Yes the input data is identical as it is being run using Open Road Flow Scripts.

Also, if yoy see the log, major difference seems to be in this step. [INFO RSZ-0045] Inserted 200 buffers, 1 to split loads. [INFO RSZ-0041] Resized 195 instances. [INFO RSZ-0043] Swapped pins on 80 instances.

################################################################# [INFO RSZ-0045] Inserted 539 buffers, 1 to split loads. [INFO RSZ-0041] Resized 2955 instances. [INFO RSZ-0043] Swapped pins on 118 instances. #################################################################

Why it has inserted more buffers(200 vs 539) and resized more instances (195 vs 2955) ? What does these steps do ?

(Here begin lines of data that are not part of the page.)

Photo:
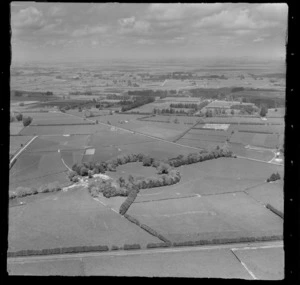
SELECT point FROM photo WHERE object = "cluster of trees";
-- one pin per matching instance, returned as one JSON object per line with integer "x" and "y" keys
{"x": 82, "y": 169}
{"x": 172, "y": 111}
{"x": 220, "y": 111}
{"x": 263, "y": 111}
{"x": 208, "y": 113}
{"x": 245, "y": 109}
{"x": 147, "y": 93}
{"x": 203, "y": 155}
{"x": 274, "y": 177}
{"x": 117, "y": 97}
{"x": 27, "y": 121}
{"x": 186, "y": 105}
{"x": 18, "y": 117}
{"x": 137, "y": 103}
{"x": 127, "y": 203}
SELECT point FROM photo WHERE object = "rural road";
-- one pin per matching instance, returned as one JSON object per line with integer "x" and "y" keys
{"x": 223, "y": 261}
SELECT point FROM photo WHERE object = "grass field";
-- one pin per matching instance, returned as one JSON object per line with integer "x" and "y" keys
{"x": 54, "y": 118}
{"x": 184, "y": 264}
{"x": 70, "y": 219}
{"x": 200, "y": 144}
{"x": 256, "y": 139}
{"x": 155, "y": 149}
{"x": 218, "y": 176}
{"x": 265, "y": 263}
{"x": 280, "y": 113}
{"x": 15, "y": 127}
{"x": 60, "y": 130}
{"x": 36, "y": 169}
{"x": 269, "y": 193}
{"x": 216, "y": 216}
{"x": 240, "y": 150}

sandeep-amd commented 9 months ago

@sandeep-amd if you send an email to info@precisioninno.com, we can get connected and figure out how to solve this. -Tom

i will send an email

maliberty commented 9 months ago

It is performing timing optimization. You need to use the same build of OR to have comparable results. The simplest way to ensure that would be to use the same binaries on both machines.

maliberty commented 6 months ago

Were you able to connect with @tspyrou ?

tspyrou commented 6 months ago

@sandeep-amd I don't think that we connected yet.